Yannick Munger, porte-parole de la Fédération des parents adoptants du Québec, sa conjointe Marie-Hélène Primeau et leurs enfants Nicolas, 8 ans, originaire de la Corée du Sud, et Charlotte, 5 ans, originaire de la Chine.

Dans de tels cas, il faut beaucoup de temps pour créer un lien avec l’enfant. Il faut aussi agir le plus tôt possible. « Mais on dirait que pour le ministre, les séquelles psychologiques, ce n’est pas important. Tous les experts nous disent pourtant : vous devriez avoir plus de temps encore. Un an, ce n’est pas assez. Mais on se “contenterait” d’un an parce qu’on ne veut pas créer d’autres inégalités. Une famille, c’est une famille. »

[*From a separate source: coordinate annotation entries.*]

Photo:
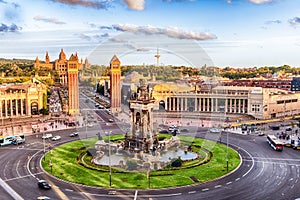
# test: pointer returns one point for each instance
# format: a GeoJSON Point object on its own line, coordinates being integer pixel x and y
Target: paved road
{"type": "Point", "coordinates": [264, 174]}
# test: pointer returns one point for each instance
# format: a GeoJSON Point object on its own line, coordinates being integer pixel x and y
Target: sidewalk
{"type": "Point", "coordinates": [27, 128]}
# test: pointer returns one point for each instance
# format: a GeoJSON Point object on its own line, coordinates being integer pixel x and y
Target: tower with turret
{"type": "Point", "coordinates": [115, 85]}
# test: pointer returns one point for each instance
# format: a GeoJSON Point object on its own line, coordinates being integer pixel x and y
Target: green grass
{"type": "Point", "coordinates": [65, 166]}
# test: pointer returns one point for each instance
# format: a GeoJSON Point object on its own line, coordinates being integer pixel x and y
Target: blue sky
{"type": "Point", "coordinates": [237, 33]}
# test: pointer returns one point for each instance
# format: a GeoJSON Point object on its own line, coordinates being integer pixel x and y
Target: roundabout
{"type": "Point", "coordinates": [70, 160]}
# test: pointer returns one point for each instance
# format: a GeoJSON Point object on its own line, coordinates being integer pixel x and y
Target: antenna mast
{"type": "Point", "coordinates": [157, 56]}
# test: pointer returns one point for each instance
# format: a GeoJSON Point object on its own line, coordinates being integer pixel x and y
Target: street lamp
{"type": "Point", "coordinates": [109, 161]}
{"type": "Point", "coordinates": [227, 151]}
{"type": "Point", "coordinates": [85, 124]}
{"type": "Point", "coordinates": [44, 145]}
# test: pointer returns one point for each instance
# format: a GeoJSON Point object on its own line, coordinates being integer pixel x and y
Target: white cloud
{"type": "Point", "coordinates": [135, 4]}
{"type": "Point", "coordinates": [48, 20]}
{"type": "Point", "coordinates": [294, 21]}
{"type": "Point", "coordinates": [172, 32]}
{"type": "Point", "coordinates": [260, 1]}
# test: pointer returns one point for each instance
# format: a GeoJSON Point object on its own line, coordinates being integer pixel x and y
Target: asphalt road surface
{"type": "Point", "coordinates": [264, 173]}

Quant à l’argument du ministre Boulet selon lequel une égalité entre les mères biologiques et les mères adoptives conduirait à de la discrimination pour les mères biologiques, il ne tient pas la route. Le congé que l’État donne à une mère adoptive n’enlève rien à celui de la mère biologique.

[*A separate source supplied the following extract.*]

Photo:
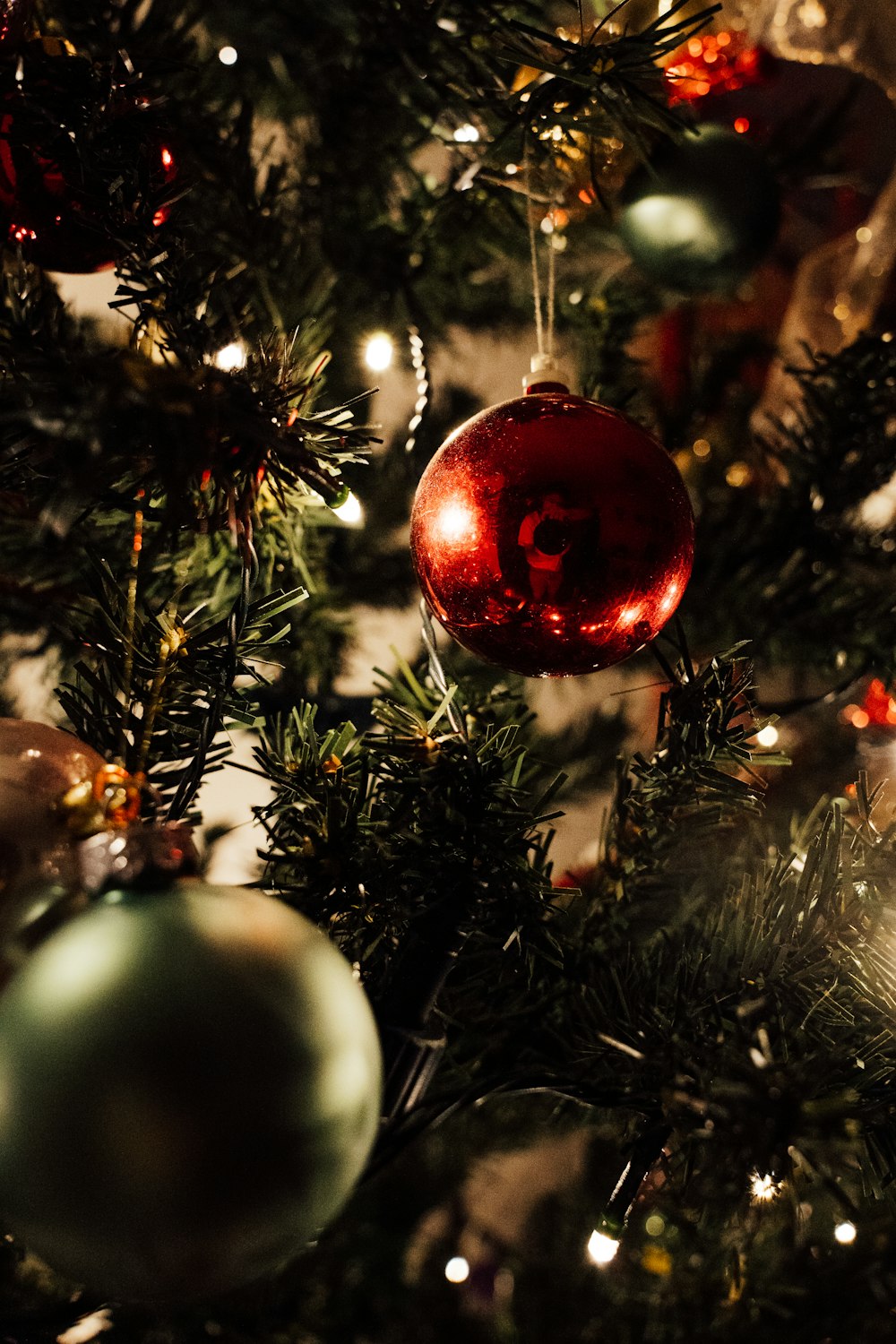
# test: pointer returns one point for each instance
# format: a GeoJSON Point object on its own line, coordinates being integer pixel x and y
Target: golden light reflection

Et pour l’heure, s’il y a discrimination, elle est plutôt dans cette distinction que le Régime québécois d’assurance parentale fait entre les parents biologiques et les parents adoptants qui bénéficient d’un congé nettement plus court au moment de l’arrivée de leur enfant, souligne une analyse juridique de trois experts de la faculté de droit de l’Université de Sherbrooke, publiée en 2016.

Ses auteurs plaident pour que l’on revoie les modalités d’attribution des congés parentaux selon « une approche plus inclusive et plus respectueuse des droits des uns et des autres, mais principalement des plus vulnérables ».

Leur conclusion ? « S’il est hors de question de remettre en cause de quelque manière que ce soit le droit des femmes à des congés de maternité, nous croyons qu’il est impératif d’assurer le respect des droits des enfants adoptés en éliminant toute discrimination à leur égard et en leur permettant de bénéficier, au même titre que les enfants biologiques, d’une réelle égalité des chances pour le développement de leur plein potentiel. »

Pour le bien de tous les enfants sans exception, puisse le ministre Boulet, qui promet de trouver une façon de respecter la promesse de son gouvernement, non seulement entendre cet avis, mais aussi l’écouter.